La ricetta: Fettuccine alla crema di funghi porcini. Ingredienti: 400 grammi di fettuccine, 80 grammi di funghi porcini essiccati, 250 millilitri di panna da cucina, un bicchiere di vino bianco, aglio, prezzemolo, olio extravergine di oliva, sale, peperoncino. Fate rinvenire i porcini in acqua per circa 20 minuti, nel frattempo rosolate in una padella l'aglio ed il prezzemolo tritati finemente con poco olio. Scolate i funghi, strizzateli delicatamente e, se necessario, tagliateli in piccoli pezzi. Aggiungeteli all'aglio e al prezzemolo e fateli cuocere sfumandoli con del vino bianco aggiustando di sale e insaporendo con del peperoncino se desiderate conferire al piatto una nota lievemente piccante. Lasciate da parte poco meno della metà dei funghi cotti e frullate il resto con la panna da cucina mentre avrete messo sul fuoco l'acqua della pasta. Una volta cotte, scolate le fettuccine e conditele con la crema di funghi guarnendo il piatto con i porcini non frullati. Per arricchire ulteriormente il piatto potete aggiungere alla crema dei pezzi di salsiccia oppure dei cubetti di speck o pancetta.

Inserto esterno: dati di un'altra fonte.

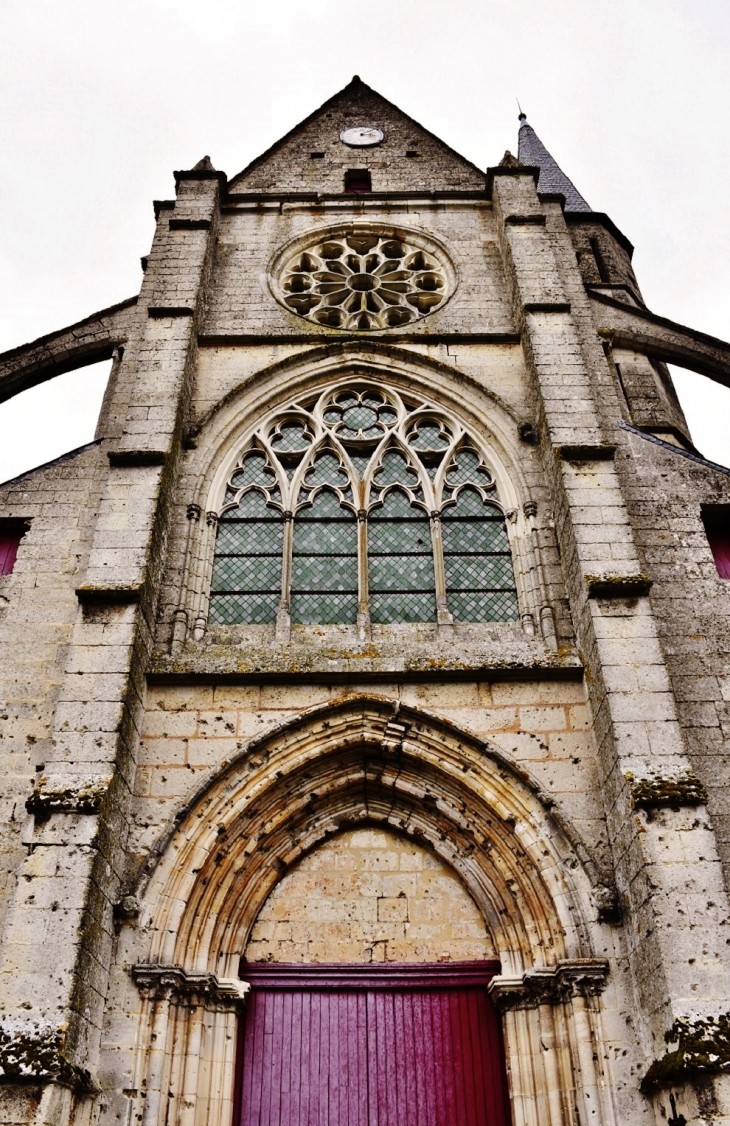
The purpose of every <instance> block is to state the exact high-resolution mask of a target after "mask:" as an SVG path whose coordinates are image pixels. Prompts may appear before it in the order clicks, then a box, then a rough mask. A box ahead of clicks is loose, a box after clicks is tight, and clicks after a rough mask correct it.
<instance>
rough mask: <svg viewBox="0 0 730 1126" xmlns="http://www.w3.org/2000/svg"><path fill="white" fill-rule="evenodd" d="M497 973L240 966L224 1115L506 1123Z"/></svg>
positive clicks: (257, 1124) (280, 963)
mask: <svg viewBox="0 0 730 1126" xmlns="http://www.w3.org/2000/svg"><path fill="white" fill-rule="evenodd" d="M498 972H499V963H498V962H491V960H490V962H466V963H440V964H439V963H426V964H424V963H421V964H417V963H410V964H393V963H383V964H380V965H362V964H354V965H347V964H330V965H324V964H319V965H296V964H295V965H291V964H290V965H284V964H281V963H279V964H276V963H261V964H258V965H244V966H243V967H242V976H244V977H246V980H247V981H248V982H249V983H250V985H251V998H250V1001H249V1004H248V1008H247V1012H246V1019H244V1021H243V1024H242V1029H241V1036H240V1040H239V1082H238V1091H237V1099H235V1111H234V1118H233V1120H234V1126H507V1124H508V1123H509V1109H508V1100H507V1085H506V1075H505V1065H504V1052H502V1045H501V1036H500V1028H499V1018H498V1015H497V1012H496V1010H495V1008H493V1006H492V1003H491V1001H490V999H489V995H488V993H487V986H488V984H489V982H490V981H491V978H492V977H493V976H495V974H497V973H498Z"/></svg>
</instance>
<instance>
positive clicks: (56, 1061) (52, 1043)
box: [0, 1020, 95, 1091]
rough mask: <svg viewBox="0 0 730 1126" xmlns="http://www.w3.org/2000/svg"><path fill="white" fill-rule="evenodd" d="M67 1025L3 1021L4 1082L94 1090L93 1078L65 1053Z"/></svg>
mask: <svg viewBox="0 0 730 1126" xmlns="http://www.w3.org/2000/svg"><path fill="white" fill-rule="evenodd" d="M65 1038H66V1030H65V1028H64V1027H63V1026H59V1027H54V1026H53V1025H47V1024H41V1022H27V1024H26V1022H23V1024H21V1022H20V1021H12V1020H6V1021H2V1022H0V1080H2V1081H5V1082H15V1081H18V1080H24V1081H25V1080H38V1079H39V1080H46V1081H53V1082H55V1083H61V1084H62V1085H64V1087H71V1088H73V1089H74V1090H84V1091H89V1090H94V1089H95V1084H94V1082H92V1080H91V1075H90V1074H89V1072H88V1071H86V1069H83V1067H78V1066H77V1065H75V1064H73V1063H71V1061H70V1060H69V1057H68V1055H66V1054H65Z"/></svg>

IL TERRITORIO Oltre che di sapori e di eccellenze gastronomiche, la zona del Vulcano di Roccamonfina, immersa nel Parco Regionale Roccamonfina Foce del Garigliano, è anche una terra di bellezze storiche e paesaggistiche da esplorare a piedi oppure in sella ad una mountain bike. Tra castagni secolari e verdi valloni si incastonano siti ricchi di fascino come il Santuario della Madonna dei Lattani che dal monte di cui porta il nome veglia sulla conca della caldera sin dal XV secolo. Da non perdere, muovendosi verso oriente alla volta dei valloni che scendono sino alla piana del Volturno, le cosiddette Ciampate del Diavolo, le serie di orme umane più numerose al mondo e più antiche d'Europa, impresse sul suolo vulcanico da circa 350.000 anni e appartenenti, con ogni probabilità, all'Homo Heidelbergensis. Da non perdere, infine, le caratteristiche nevere, antichi locali nei quali si ricavava il ghiaccio dalla neve, i numerosi mulini ad acqua, utilizzati per macinare il grano ed ottenere una farina con la quale si preparava un particolare pane scuro, e le affascinanti mura megalitiche che si ergono su una delle sommità del recinto calderico, su Monte la Frascara e sul punto più alto del domo vulcanico centrale su Monte Santa Croce, probabilmente edificate dai Sanniti o dagli Aurunci.